For those of you that don’t know about The Business Model Canvas it is
“a strategic management and entrepreneurial tool. It allows you to describe, design, challenge, invent, and pivot your business model” – http://www.businessmodelgeneration.com/canvas). For someone like me, the ability to learn such a strategic tool is so important. I don’t really do strategy; I find it hard to put my creative ideas into sections and spreadsheets, but this was really brilliant. This model divides your idea into:

a) Value Proposition (i.e. what value do you deliver to the consumer)

b) Customer Segments (i.e. who are you creating value for?)

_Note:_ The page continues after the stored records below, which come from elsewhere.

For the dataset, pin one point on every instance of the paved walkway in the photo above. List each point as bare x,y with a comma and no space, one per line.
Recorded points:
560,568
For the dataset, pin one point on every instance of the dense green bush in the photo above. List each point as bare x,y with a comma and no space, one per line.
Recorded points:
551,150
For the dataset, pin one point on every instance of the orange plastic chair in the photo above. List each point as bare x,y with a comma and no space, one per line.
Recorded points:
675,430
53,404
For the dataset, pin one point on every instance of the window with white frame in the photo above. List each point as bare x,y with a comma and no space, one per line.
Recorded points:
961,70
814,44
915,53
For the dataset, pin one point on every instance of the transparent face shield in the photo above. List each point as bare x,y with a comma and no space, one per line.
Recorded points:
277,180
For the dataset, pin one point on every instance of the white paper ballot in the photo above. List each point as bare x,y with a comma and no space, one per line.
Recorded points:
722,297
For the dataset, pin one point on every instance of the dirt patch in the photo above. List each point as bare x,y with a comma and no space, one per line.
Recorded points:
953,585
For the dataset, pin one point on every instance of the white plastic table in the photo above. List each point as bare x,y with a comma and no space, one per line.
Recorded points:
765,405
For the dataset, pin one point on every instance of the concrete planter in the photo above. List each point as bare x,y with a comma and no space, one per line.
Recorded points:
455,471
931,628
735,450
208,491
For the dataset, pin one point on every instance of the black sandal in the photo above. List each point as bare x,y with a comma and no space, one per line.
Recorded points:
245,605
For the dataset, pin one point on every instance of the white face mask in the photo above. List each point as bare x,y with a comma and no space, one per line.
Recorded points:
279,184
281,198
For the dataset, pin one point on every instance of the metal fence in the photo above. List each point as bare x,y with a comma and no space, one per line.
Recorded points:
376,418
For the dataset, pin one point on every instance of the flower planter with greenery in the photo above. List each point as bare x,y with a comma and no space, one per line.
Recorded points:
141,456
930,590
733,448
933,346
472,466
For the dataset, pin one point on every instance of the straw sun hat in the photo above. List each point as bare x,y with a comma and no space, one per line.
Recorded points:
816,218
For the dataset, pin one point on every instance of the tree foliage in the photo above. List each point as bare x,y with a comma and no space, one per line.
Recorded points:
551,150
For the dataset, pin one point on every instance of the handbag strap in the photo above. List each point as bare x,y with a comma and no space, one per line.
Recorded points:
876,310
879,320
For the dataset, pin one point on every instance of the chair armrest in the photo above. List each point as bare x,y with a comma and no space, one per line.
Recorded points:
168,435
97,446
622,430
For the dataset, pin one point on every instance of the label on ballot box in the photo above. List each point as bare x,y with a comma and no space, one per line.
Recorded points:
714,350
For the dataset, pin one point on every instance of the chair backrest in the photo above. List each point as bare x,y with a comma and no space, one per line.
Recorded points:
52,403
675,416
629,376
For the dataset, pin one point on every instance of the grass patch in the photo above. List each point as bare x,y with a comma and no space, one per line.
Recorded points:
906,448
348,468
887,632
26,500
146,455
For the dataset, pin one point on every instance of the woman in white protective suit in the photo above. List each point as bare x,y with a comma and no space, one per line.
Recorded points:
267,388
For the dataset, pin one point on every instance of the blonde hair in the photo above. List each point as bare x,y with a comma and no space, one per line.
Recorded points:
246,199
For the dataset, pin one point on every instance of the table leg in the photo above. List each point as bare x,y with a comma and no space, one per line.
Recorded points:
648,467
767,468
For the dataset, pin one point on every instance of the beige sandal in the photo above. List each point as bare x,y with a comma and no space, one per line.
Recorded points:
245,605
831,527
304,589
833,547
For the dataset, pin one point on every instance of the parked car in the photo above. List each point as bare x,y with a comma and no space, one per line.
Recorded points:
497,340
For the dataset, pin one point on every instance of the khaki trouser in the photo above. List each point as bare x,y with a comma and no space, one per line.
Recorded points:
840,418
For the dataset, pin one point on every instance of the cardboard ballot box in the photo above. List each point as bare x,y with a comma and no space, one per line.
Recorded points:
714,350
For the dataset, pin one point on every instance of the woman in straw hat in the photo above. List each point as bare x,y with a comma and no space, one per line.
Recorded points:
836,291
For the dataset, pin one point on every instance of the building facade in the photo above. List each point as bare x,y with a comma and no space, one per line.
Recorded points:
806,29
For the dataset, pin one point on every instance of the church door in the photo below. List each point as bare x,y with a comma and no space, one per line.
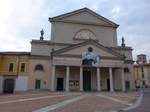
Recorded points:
86,80
60,84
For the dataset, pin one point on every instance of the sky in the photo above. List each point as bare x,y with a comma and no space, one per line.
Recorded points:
22,20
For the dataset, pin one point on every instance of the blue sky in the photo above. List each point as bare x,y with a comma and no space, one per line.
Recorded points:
21,21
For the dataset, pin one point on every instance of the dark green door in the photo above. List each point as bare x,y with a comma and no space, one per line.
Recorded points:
60,84
37,84
108,84
86,80
9,85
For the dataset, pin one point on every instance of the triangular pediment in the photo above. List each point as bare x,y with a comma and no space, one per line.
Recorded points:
78,49
84,15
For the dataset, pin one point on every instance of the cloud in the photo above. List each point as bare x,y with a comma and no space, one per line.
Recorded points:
21,21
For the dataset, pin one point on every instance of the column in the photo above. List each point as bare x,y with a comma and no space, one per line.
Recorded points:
53,79
98,79
123,79
67,78
111,80
81,78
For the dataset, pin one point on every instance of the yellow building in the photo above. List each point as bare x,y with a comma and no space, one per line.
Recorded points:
142,71
14,67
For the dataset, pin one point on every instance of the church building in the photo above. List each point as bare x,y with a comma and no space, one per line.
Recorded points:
82,55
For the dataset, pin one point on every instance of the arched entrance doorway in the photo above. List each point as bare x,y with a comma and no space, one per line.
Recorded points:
8,86
87,80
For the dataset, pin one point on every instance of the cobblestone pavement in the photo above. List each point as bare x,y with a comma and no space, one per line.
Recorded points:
145,104
66,102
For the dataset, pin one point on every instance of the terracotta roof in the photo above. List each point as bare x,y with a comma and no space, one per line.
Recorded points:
14,53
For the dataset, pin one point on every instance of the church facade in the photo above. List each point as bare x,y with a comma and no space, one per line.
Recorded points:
82,55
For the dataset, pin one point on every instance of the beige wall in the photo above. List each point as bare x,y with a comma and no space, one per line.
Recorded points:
65,32
44,76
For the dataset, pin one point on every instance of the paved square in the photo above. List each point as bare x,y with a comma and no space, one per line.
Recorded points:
66,102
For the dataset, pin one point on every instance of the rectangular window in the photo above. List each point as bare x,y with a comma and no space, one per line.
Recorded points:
11,67
22,69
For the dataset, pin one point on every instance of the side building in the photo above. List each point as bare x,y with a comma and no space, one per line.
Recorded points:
142,71
14,67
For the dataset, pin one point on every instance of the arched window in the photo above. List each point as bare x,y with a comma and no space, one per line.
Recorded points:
39,67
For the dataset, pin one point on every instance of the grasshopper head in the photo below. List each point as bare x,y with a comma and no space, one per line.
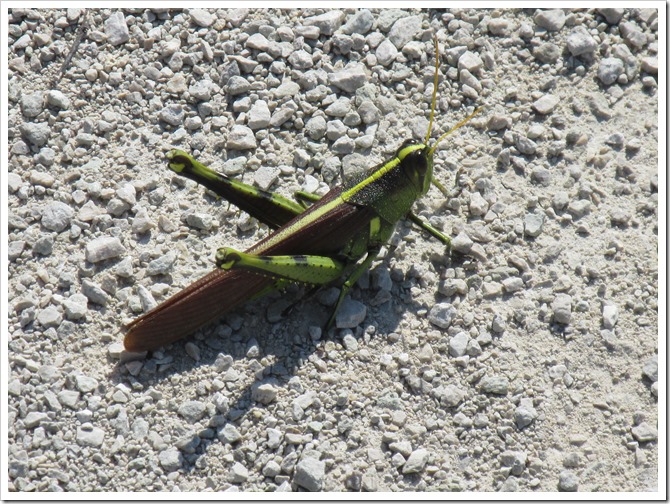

c) Customer Relationships (i.e. what type of relationship does each of our customer segments expect us to establish and maintain?)

d) Channels (i.e. through which channels do our customers want to be reached?)

e) Revenue Streams (i.e. for what value are our customers really willing to pay?)

f) Key Activities (i.e. what key activities do our value propositions require?)

g) Key Resources (i.e. What key resources do our value propositions require?)

h) Key Partners (i.e. who are your key partners, suppliers).

i) Cost Structure (i.e. what are the most important costs inherent in our business model)

This way at looking at my business idea really helped me not only connect the individual elements, but also determine what was missing, and what I hadn’t yet considered. I hope it becomes useful for you too.